There are many forms of meditation, and each focuses on different aspects of our mind. The common denominator of them all though is that we are working with our mind, learning to use it more fully and to manipulate our moods and perception through mental discipline and expansion. Some will say that meditation has metaphysical applications as well, and they may well be correct, but I would choose to say that meditation is working with the quantum aspects of our perceptual functions.
For the beginner to yoga, the most basic aspect of meditation is learning to be focused while doing the poses and to integrate that focus through the combination of the poses with breathing. In this way, one does not need to have a dedicated sitting meditation practice, though that may come later as a result of the mental gains (meditation) that one makes in their practice of poses and breathing. So, to begin with for normal people, we simply learn to be present as we practice the poses, not thinking about this or that from the rest of our day (or our lives), and to be aware of and keep the breath flowing while we are consciously practicing the poses. In this way, the triad is complete, and the poses, breath and mental focus come together to make Yoga.

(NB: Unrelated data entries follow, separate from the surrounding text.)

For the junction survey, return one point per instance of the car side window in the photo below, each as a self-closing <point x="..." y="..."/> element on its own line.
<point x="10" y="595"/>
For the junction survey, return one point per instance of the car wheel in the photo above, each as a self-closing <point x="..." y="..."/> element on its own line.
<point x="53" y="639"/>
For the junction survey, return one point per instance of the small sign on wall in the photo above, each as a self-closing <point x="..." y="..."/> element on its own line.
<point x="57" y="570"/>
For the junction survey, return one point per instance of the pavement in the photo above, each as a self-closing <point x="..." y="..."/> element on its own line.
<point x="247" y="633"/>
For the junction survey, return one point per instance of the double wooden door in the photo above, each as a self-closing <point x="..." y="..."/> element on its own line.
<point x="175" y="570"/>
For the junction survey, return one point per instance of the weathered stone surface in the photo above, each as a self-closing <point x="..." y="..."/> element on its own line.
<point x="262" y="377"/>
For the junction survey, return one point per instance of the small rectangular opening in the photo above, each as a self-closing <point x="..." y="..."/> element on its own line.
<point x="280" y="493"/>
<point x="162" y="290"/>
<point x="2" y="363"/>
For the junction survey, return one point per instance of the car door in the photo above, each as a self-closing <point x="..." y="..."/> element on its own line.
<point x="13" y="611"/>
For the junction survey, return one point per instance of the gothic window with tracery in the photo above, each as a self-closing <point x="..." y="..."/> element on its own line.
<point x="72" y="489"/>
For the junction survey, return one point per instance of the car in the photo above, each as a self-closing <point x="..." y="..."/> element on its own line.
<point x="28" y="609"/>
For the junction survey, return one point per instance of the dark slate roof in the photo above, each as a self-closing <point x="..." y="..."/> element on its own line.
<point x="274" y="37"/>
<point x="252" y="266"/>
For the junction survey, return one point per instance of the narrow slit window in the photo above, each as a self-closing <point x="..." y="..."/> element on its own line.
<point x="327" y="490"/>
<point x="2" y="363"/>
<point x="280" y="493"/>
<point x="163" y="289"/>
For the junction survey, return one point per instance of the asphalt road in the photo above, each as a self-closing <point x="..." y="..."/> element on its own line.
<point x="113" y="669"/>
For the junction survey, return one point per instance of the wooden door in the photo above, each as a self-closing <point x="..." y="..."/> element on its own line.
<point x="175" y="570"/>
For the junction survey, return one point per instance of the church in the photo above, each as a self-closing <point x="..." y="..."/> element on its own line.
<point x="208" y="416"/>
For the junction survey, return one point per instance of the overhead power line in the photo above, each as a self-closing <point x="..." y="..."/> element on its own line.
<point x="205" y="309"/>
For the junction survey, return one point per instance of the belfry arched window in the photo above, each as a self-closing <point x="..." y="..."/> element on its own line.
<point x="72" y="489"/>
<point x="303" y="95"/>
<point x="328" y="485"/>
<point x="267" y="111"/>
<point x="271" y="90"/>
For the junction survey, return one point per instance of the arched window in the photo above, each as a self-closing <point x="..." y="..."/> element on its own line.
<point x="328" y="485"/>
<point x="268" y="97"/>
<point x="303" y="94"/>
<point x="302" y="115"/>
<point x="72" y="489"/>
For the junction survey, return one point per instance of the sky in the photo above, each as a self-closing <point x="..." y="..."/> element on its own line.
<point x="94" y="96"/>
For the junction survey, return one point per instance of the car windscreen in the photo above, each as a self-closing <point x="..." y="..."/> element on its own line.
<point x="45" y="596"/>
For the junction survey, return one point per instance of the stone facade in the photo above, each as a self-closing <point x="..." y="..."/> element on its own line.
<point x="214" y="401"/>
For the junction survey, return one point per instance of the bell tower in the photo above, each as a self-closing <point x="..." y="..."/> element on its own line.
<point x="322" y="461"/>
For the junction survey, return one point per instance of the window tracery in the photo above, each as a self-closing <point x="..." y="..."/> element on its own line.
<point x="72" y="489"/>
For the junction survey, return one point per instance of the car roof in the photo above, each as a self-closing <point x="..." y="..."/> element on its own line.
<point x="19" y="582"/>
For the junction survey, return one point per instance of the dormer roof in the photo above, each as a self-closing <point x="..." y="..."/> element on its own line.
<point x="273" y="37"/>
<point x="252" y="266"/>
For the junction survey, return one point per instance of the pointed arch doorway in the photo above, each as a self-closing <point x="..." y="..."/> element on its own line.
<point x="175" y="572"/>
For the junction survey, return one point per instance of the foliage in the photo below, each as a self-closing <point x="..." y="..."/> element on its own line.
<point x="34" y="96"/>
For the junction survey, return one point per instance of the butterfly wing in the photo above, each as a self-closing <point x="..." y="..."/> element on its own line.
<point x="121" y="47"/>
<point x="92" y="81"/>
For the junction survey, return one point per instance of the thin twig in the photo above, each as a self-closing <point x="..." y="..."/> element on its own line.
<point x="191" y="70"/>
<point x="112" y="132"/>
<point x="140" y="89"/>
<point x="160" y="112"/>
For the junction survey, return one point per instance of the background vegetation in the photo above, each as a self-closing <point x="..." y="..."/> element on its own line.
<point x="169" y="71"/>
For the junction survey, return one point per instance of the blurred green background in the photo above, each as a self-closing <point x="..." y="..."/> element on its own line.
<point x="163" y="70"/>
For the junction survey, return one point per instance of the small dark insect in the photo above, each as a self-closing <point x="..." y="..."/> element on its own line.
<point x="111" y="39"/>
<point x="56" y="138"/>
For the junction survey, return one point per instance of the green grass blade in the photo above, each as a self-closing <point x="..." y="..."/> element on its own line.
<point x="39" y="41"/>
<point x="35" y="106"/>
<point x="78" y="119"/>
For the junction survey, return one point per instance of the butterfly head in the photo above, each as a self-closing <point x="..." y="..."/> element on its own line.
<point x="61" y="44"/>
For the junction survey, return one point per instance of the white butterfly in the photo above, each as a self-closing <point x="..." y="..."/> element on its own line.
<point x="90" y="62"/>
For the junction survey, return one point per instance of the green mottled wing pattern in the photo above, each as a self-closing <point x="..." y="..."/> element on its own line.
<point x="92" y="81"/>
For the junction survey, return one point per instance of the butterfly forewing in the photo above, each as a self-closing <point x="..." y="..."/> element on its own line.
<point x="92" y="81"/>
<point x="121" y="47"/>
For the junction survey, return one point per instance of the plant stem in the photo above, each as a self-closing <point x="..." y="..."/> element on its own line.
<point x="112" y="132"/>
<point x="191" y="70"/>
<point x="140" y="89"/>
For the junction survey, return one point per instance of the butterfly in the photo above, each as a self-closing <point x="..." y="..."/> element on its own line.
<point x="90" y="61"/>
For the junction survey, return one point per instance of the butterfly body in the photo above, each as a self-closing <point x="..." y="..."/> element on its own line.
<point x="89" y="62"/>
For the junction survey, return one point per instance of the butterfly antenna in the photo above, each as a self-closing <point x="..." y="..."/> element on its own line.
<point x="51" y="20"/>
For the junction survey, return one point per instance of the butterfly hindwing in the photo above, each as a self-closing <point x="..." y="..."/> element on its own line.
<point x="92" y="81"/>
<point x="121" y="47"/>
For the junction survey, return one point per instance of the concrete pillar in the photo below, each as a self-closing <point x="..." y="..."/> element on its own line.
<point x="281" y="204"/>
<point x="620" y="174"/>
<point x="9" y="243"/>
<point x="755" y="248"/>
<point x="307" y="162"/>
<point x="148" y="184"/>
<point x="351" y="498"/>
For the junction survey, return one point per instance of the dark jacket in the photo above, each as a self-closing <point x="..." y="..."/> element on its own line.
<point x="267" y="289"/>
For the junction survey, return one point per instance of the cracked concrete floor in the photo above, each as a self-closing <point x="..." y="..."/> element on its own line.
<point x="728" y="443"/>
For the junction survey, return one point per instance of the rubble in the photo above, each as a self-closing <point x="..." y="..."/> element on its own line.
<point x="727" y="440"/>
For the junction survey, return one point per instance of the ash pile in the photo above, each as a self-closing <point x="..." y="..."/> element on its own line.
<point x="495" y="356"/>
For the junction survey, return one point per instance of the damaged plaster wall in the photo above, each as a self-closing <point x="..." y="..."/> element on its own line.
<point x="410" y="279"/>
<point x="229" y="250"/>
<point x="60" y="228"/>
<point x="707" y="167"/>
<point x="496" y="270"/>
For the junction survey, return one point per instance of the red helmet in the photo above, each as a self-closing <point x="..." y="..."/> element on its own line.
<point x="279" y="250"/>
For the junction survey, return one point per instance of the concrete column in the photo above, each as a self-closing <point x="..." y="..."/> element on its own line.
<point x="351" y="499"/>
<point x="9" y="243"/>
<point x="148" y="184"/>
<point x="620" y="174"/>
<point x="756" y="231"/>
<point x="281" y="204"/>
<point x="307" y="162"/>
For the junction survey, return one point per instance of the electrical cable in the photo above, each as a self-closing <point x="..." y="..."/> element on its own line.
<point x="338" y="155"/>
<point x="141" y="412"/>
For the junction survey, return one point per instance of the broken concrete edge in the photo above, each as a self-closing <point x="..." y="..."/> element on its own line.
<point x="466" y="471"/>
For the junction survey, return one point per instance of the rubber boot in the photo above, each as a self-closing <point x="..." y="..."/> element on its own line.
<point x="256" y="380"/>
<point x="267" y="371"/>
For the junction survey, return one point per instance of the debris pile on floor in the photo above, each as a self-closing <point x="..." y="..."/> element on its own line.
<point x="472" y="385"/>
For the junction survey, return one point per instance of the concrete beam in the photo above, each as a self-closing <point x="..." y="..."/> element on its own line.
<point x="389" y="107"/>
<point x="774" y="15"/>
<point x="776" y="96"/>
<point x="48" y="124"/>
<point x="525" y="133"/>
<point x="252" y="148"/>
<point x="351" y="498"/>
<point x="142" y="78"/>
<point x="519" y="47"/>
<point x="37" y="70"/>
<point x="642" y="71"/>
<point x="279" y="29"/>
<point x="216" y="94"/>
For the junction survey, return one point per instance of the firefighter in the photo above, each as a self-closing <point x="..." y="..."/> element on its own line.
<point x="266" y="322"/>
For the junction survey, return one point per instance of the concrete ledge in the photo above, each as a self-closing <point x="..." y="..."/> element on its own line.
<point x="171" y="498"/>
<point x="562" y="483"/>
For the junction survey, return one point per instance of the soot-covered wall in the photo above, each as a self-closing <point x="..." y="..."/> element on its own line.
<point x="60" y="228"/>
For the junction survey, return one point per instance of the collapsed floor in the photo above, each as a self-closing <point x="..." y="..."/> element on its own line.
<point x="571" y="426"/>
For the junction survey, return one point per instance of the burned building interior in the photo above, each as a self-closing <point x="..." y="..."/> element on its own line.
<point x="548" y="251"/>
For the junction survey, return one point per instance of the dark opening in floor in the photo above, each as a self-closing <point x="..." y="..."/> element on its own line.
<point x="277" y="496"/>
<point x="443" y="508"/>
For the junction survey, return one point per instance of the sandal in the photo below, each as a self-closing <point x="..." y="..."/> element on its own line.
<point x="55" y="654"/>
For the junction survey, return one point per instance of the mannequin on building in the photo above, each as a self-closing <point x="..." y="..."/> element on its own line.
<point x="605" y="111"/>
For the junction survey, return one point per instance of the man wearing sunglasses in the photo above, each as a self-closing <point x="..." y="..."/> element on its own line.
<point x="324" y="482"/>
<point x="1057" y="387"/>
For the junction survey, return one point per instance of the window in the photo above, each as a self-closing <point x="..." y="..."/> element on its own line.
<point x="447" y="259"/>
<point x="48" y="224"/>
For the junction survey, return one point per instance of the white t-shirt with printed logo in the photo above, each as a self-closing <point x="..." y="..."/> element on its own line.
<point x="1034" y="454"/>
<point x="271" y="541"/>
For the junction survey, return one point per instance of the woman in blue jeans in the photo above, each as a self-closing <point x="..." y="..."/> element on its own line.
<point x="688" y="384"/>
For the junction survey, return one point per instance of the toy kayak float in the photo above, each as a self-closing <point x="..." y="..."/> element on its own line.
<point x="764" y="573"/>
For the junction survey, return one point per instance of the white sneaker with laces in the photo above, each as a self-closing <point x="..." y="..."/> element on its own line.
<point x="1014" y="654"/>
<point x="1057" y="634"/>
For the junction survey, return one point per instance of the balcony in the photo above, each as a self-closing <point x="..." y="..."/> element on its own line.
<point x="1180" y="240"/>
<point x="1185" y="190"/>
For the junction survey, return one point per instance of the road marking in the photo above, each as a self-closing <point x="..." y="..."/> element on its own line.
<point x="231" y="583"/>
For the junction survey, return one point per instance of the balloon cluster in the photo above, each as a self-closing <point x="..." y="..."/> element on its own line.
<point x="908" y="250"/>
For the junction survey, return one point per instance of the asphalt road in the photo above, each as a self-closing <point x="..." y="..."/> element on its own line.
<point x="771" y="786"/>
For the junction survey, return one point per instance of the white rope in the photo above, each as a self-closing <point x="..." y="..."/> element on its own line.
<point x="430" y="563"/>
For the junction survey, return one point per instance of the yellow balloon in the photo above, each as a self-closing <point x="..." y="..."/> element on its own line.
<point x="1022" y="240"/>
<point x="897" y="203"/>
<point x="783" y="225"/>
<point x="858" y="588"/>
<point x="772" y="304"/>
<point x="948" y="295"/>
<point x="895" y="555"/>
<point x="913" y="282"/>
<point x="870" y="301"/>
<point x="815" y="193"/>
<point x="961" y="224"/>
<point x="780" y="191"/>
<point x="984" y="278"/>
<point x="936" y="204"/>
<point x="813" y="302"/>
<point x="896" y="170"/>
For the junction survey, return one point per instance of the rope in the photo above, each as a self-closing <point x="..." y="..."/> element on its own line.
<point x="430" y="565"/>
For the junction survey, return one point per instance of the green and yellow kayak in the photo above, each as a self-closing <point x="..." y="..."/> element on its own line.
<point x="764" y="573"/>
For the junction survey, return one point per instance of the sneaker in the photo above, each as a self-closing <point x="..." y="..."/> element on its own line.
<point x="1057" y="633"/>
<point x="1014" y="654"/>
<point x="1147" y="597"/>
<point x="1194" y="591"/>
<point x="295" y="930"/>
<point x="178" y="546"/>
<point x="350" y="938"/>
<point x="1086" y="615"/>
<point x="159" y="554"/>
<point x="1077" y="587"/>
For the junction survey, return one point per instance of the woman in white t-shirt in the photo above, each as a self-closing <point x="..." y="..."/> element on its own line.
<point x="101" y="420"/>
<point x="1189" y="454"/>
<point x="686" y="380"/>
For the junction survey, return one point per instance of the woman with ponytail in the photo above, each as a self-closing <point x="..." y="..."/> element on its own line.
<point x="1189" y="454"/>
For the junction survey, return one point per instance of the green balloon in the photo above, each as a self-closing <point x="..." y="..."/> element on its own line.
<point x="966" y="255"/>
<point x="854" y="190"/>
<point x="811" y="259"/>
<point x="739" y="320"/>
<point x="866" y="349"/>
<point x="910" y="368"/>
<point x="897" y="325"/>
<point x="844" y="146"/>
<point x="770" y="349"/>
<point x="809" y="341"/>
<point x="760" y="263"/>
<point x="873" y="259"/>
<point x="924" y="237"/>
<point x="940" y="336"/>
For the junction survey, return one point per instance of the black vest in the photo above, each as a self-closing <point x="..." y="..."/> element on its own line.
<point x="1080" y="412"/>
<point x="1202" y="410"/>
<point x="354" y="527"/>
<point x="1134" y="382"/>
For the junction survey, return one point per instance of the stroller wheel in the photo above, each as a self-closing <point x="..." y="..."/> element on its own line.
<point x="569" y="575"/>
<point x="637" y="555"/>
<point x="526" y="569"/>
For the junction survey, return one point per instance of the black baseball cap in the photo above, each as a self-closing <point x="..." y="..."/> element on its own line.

With Yoga For Normal People, I am seeking to make yoga accessible to you, to everyone, to regular, average, normal people. By focusing on the physical aspect of the poses, in conjunction with training the mind to be aware of our physical self in the poses and our breathing while performing the poses, we develop the best of what yoga has to offer. This requires no changes in belief or any other aspects of your life that you value and do not wish to change. I am not teaching a belief system or philosophy. I teach a system of body maintenance that is a tool for heath, well-being and care of the one thing you really have in this world: your physical vehicle, the body.